At the end of May I wrote a post about first lines and did an exercise based around that. The original post can be found here. This past week I took the next challenge which was to turn a first line (which if memory serves was one that most people were interested in knowing more about) into the first paragraph. I couldn't stop with one paragraph and ended up writing a whole page. I was surprised by what came out. It was not at all what I was expecting.

I'm already thinking about NaNoWriMo 2013 and the story that I'll tell this year. Perhaps it will be this one, perhaps I'll find something else entirely. I do know that I'm going to do more pre-planning this time perhaps even doing a story outline (in some form or another).

But for now, in case you were curious, here's what came out of that first line:


"Tell me," Jeremiah said, "how it is you ended up here, at my door in the middle of the night, when you are supposed to be on a plane to the other side of the world."
All the way from the airport, riding in the back of a taxi that seemed to contain the stench of every passenger who’d come before, I’d been thinking of this moment, the moment when Jeremiah would open the door and I would finally tell him the words that I had been saving for 10 years, words I’d been holding back since we were seventeen and he caught me smoking a cigarette outside, alone, during our senior prom. Words I should have spoken then but didn’t because his date was two steps behind him.
Now there were no excuses left. I would finally tell him the truth, how I’d had a crush on him since we were 14 and fate had given us neighboring lockers on the first day of high school.
“Who is it?” I heard an unfamiliar woman’s sleep-coated voice emerge from darkness of the apartment.

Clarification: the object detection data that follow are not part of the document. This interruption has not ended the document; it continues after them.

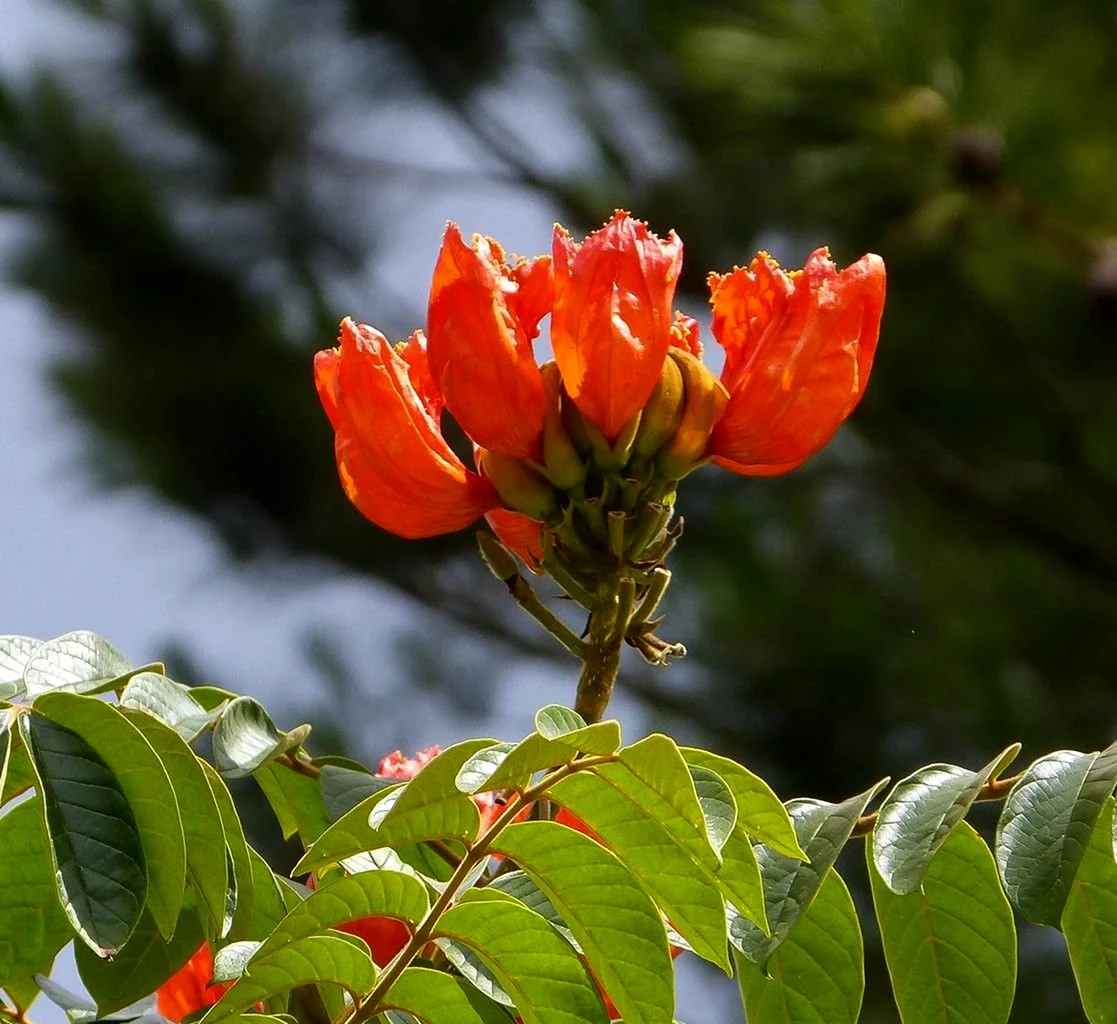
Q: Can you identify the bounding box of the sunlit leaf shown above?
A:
[23,630,132,698]
[436,889,608,1024]
[735,868,865,1024]
[729,779,888,967]
[866,822,1016,1024]
[872,744,1020,896]
[995,745,1117,927]
[494,817,670,1024]
[1061,798,1117,1024]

Jeremiah looked at me and then looked back towards the apartment. “It’s just a friend, babe. I’m going to step outside for a minute.”

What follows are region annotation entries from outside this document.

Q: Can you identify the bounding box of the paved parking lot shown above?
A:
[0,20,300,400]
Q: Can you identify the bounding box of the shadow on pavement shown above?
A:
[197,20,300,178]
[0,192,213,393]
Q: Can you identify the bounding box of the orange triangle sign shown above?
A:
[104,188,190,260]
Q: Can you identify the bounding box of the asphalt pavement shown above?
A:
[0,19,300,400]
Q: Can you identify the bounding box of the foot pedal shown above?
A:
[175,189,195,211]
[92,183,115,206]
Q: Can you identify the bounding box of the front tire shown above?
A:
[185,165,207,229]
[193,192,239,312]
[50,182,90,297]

I could feel the tears rising from the depths. I’d always been good at swallowing them down, but this time I couldn’t make them stop. I turned and walked down the hallway to the door leading to the staircase and opened it, not looking back to see if Jeremiah was still behind me.
I should have known this was a horrible idea. I should have gotten on the plane and left for my new life, leaving old friends and unrequited loves behind, in the past where they belonged. Maybe I’d watched too many romantic films or maybe I’d had one too many mojitos in the airport bar as I waited for my plane to begin boarding. Whatever it was I wished I could go back in time and erase it so I’d never end up here, sitting alone in a stairwell, embarrassed, alone and crying.
My personal pity part was really starting to heat up when I heard the door open and close behind me. I buried my tear-streaked face in my hands so Jeremiah wouldn’t be able to see.
He sat down beside me and I felt the weight and warmth of his arm wrap around me. “Alice,” he said, his voice steady, calm, and sure. “What happened?”
Here I was, faced with that moment of truth, the opportunity to say those very words I’d come here to say.
Instead I said, “My flight was cancelled and I just didn’t know where else to go.”
Another lie.
And whether Jeremiah believed me or not, he accepted those words.